Civil liberties groups expressed concerns about the intrusiveness of the disclosure requirements. The usefulness of the financial information remained a subject of debate.

Executive Order 12968's anti-discrimination statement, "The United States Government does not discriminate on the basis of race, color, religion, sex, national origin, disability, or sexual orientation in granting access to classified information." responded to longstanding complaints by advocates for gay and lesbian rights by including "sexual orientation" for the first time in an Executive Order. It also said that "no inference" about suitability for access to classified information "may be raised solely on the basis of the sexual orientation of the employee."

The federal government had for decades assumed that homosexuality constituted a disqualification for holding a security clearance, despite the opposite findings of the U.S. Navy's Crittenden Report in 1957. A 1990 U.S. Appeals Court decision, High Tech Gays v. Defense Industrial Security Clearance Office, upheld the denial of security clearances to homosexual employees of government contractors. In 1992, U.S. Army Col. Margarethe Cammermeyer had revealed she was a lesbian during a review of her top secret security clearance and received an honorable discharge, and her subsequent lawsuit helped keep the issue in the news.

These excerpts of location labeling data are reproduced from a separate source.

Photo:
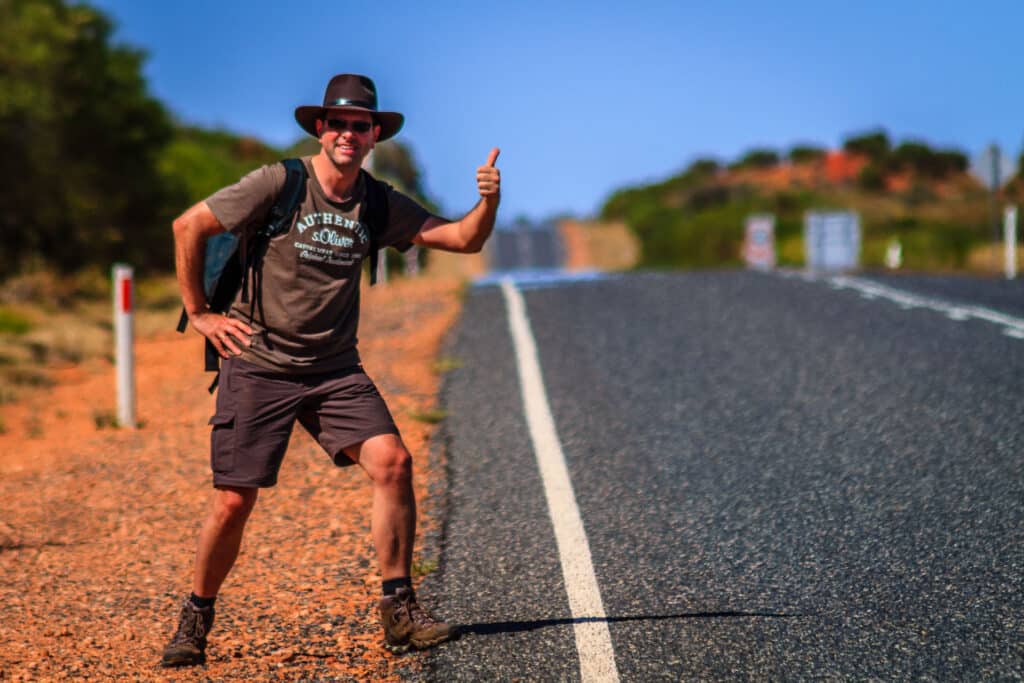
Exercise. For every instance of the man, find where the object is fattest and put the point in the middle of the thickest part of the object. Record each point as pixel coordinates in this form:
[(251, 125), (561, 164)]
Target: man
[(288, 349)]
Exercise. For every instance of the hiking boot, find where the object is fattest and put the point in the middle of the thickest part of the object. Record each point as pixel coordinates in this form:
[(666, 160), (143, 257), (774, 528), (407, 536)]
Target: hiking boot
[(407, 625), (187, 647)]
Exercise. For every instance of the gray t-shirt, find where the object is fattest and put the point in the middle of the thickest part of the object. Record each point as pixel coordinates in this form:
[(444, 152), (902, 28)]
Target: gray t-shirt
[(308, 311)]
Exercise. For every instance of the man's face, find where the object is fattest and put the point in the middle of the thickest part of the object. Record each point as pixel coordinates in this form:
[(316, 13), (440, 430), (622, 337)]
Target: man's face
[(342, 140)]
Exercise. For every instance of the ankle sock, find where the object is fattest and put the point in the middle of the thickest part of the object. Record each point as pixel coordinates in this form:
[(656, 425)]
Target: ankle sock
[(202, 602)]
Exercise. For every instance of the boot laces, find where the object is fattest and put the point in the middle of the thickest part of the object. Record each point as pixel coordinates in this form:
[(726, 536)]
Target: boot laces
[(418, 614), (190, 627)]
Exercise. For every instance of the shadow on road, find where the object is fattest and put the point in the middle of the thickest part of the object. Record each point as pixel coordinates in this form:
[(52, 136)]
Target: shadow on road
[(515, 627)]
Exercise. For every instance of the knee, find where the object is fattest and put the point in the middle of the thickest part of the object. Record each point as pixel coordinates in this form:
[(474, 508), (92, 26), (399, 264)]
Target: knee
[(233, 505), (394, 468)]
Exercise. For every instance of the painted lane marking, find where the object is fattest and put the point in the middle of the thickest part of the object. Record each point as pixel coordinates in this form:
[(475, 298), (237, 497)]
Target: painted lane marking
[(1012, 326), (597, 658)]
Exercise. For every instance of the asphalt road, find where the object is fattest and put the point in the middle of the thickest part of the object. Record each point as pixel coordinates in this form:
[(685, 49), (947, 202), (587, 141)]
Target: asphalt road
[(778, 480)]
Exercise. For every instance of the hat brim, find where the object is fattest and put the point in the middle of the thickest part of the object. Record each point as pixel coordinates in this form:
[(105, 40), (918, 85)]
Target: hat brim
[(390, 122)]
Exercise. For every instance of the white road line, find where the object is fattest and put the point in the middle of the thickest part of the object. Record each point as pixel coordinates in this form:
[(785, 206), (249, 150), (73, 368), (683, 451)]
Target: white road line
[(597, 658), (1012, 326)]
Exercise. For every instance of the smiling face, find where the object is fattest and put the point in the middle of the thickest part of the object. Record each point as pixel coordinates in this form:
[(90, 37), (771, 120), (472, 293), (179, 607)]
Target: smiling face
[(343, 145)]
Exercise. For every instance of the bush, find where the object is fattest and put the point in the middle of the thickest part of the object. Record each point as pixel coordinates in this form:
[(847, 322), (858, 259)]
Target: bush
[(872, 144), (803, 154)]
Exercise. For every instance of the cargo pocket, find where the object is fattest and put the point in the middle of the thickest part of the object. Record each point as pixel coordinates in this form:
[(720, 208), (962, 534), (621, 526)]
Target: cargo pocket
[(222, 442)]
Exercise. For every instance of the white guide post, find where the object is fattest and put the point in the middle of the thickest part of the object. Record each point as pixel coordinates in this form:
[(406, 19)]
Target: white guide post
[(1010, 238), (124, 344)]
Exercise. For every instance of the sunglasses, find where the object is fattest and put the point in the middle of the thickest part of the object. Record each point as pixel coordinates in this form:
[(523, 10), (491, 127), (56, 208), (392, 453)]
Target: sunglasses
[(343, 124)]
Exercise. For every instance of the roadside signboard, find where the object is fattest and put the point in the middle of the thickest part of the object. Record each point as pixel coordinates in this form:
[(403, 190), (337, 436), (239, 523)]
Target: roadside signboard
[(759, 241), (832, 240)]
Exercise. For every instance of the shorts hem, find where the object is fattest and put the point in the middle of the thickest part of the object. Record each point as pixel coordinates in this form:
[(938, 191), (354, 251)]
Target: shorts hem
[(227, 481), (345, 461)]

Elizabeth Birch, executive director of the Human Rights Campaign Fund, called the Executive Order "an important step toward ending governmentally sanctioned job-discrimination against gay and lesbian people." An analyst for the Family Research Council, a conservative group, issued a statement saying homosexuality "is a behavior that is associated with a lot of anti-security markers such as drug and alcohol abuse, promiscuity and violence" and "in all healthy societies, homosexuality is recognized as a pathology with very serious implications for a person's behavior." It raised the issue of blackmail as well: "If someone is an avowed homosexual and that is well known, the vulnerability to blackmail is not nearly as pertinent. Fortunately or unfortunately, the vast majority of homosexuals in this country are not wearing that on their lapel pin." Franklin Kameny, whose homosexuality prompted his firing from government service in 1957 and who had participated in the campaign to end the ban on homosexuals in the Federal Civil Service that proved successful in 1975, said: "There has been a gradual falloff in enforcement over the years. What this represents is the next step. The Government has gone beyond simply ceasing to be a hostile and vicious adversary and has now become an ally." Representative Barney Frank, whom presidential advisor George Stephanopoulos called a "dogged advocate" for the new policy, said: "It relieves an enormous strain in the lives of many decent people. It's one more denunciation of the myth that gay or lesbian people are less than full, good citizens."

In 1996, the Servicemembers Legal Defense Network, an organization that advocated on behalf of gays and lesbians in the U.S. military, reported that it discovered "fewer cases involving security violations", that is, inappropriate questioning about sexual orientation, following the issuance of this Executive Order.

Executive Order 12968 also addressed evaluating the mental health of an employee seeking a security clearance. It included a proviso that "No negative inference" about eligibility "may be raised solely on the basis of mental health counseling."

In 1997, Daniel Patrick Moynihan noted that the nondiscrimination promises of this Executive Order and its guarantees of transparency with respect to reasons for denying a security clearance had yet to be fully implemented.

Executive Order 12968 was amended by Executive Order 13467 on June 30, 2008.